Pour janvier 2026, l’État verse près de 8 millions de dotation globale garantie issue de l’octroi de mer aux communes de Mayotte. À Mamoudzou, Pamandzi, Sada, Acoua et partout, ces crédits illustrent le lien étroit entre trafic portuaire, fiscalité à l’import et capacité à financer des services publics locaux utiles.
Un pilier budgétaire pour les communes mahoraises
L’octroi de mer à Mayotte n’est pas qu’un impôt technique, c’est une ligne de vie budgétaire pour les communes. Dans un arrêté du 9 février 2026, le préfet fixe le versement de la dotation globale garantie sur l’octroi de mer. Il concerne le versement pour le mois de janvier 2026. Les recettes constatées par la direction régionale des finances publiques sont arrêtées à 9 875 662,46 €. Et le montant à reverser aux communes au titre de cette dotation s’établit à 7 932 970,39 €.
Comment est réparti l’octroi de mer à Mayotte ?

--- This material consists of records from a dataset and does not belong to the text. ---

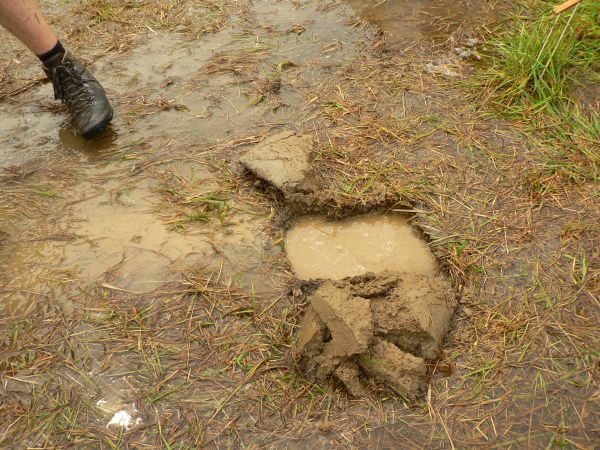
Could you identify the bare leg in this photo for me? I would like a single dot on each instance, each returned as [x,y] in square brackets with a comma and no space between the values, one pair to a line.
[24,19]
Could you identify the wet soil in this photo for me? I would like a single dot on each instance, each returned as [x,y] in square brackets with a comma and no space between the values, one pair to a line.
[143,272]
[319,249]
[384,326]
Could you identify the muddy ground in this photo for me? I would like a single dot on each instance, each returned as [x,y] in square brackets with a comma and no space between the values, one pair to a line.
[145,272]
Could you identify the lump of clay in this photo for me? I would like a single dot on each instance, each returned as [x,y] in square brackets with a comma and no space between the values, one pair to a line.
[281,159]
[347,318]
[383,326]
[415,314]
[402,371]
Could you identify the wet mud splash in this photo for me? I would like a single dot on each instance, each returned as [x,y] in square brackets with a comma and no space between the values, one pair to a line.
[196,351]
[421,22]
[319,249]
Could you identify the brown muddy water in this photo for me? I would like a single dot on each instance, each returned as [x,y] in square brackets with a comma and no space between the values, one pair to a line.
[185,107]
[405,23]
[319,249]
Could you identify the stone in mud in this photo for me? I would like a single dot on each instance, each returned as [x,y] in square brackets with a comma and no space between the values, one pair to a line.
[310,340]
[281,159]
[416,314]
[404,372]
[348,319]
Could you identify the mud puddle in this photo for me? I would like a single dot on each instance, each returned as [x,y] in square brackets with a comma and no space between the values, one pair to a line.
[421,21]
[112,234]
[319,249]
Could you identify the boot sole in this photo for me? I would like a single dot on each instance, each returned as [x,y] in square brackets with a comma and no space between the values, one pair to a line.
[98,128]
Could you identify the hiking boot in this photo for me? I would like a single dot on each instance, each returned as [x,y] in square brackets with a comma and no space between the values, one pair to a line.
[81,92]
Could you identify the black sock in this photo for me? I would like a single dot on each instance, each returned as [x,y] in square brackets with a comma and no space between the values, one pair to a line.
[56,50]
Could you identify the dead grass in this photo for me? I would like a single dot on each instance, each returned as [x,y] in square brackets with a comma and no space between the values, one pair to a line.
[206,361]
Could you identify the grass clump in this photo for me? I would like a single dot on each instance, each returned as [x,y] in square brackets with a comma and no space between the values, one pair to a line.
[536,66]
[537,62]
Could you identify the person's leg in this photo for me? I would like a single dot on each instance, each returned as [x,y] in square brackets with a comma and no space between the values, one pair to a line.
[25,21]
[73,84]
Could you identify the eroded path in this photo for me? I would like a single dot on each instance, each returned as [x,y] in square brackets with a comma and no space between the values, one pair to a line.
[143,279]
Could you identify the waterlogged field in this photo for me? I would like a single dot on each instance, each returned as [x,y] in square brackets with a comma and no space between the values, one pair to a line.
[146,295]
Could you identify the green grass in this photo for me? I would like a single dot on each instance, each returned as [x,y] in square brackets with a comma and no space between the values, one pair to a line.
[534,69]
[536,62]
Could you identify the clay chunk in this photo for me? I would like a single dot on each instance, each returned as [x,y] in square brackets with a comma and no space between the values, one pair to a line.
[281,159]
[404,372]
[415,315]
[383,327]
[310,339]
[348,319]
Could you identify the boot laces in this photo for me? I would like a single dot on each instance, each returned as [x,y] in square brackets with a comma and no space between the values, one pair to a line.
[70,87]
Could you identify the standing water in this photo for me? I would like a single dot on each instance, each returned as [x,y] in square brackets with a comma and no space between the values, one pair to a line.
[373,243]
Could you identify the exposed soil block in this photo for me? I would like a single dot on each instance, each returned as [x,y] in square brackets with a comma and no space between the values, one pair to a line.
[384,327]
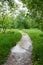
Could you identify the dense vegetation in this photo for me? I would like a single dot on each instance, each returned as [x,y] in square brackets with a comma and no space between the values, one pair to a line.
[32,19]
[7,41]
[37,40]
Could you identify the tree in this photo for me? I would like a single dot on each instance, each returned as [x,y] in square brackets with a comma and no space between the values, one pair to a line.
[35,7]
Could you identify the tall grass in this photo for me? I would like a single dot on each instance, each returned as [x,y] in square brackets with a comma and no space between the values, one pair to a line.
[7,41]
[37,39]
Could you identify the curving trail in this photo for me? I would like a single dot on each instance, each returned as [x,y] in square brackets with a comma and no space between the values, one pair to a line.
[21,53]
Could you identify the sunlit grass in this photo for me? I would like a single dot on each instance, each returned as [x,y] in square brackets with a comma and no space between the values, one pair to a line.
[37,40]
[7,41]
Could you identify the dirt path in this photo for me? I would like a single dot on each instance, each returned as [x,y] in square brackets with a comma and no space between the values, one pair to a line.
[21,53]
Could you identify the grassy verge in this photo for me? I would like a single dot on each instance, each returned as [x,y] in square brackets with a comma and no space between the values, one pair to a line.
[37,39]
[7,41]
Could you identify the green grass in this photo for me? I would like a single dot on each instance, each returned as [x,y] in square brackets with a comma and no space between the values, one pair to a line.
[37,39]
[7,41]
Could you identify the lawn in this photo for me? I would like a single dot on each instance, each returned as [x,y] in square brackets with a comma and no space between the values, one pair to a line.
[37,40]
[7,41]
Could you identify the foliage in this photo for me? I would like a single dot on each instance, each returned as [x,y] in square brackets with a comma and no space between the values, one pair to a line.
[7,41]
[35,7]
[37,39]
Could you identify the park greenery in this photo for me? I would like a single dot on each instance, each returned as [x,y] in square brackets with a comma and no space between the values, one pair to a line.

Le même arrêté préfectoral précise la répartition communale de l’octroi de mer à Mayotte pour janvier 2026 :
- Mamoudzou reçoit 1 846 002,21 €, première dotation du tableau
- Pamandzi se voit attribuer 297 486,39 €
- Sada obtient 309 385,85 €
- Acoua bénéficie 217 363,39 €, à titre d’exemple
Ces montants sont versés selon les écritures mentionnées par le document. Ils rappellent le rôle structurant de cette ressource dans des budgets locaux soumis à des besoins massifs.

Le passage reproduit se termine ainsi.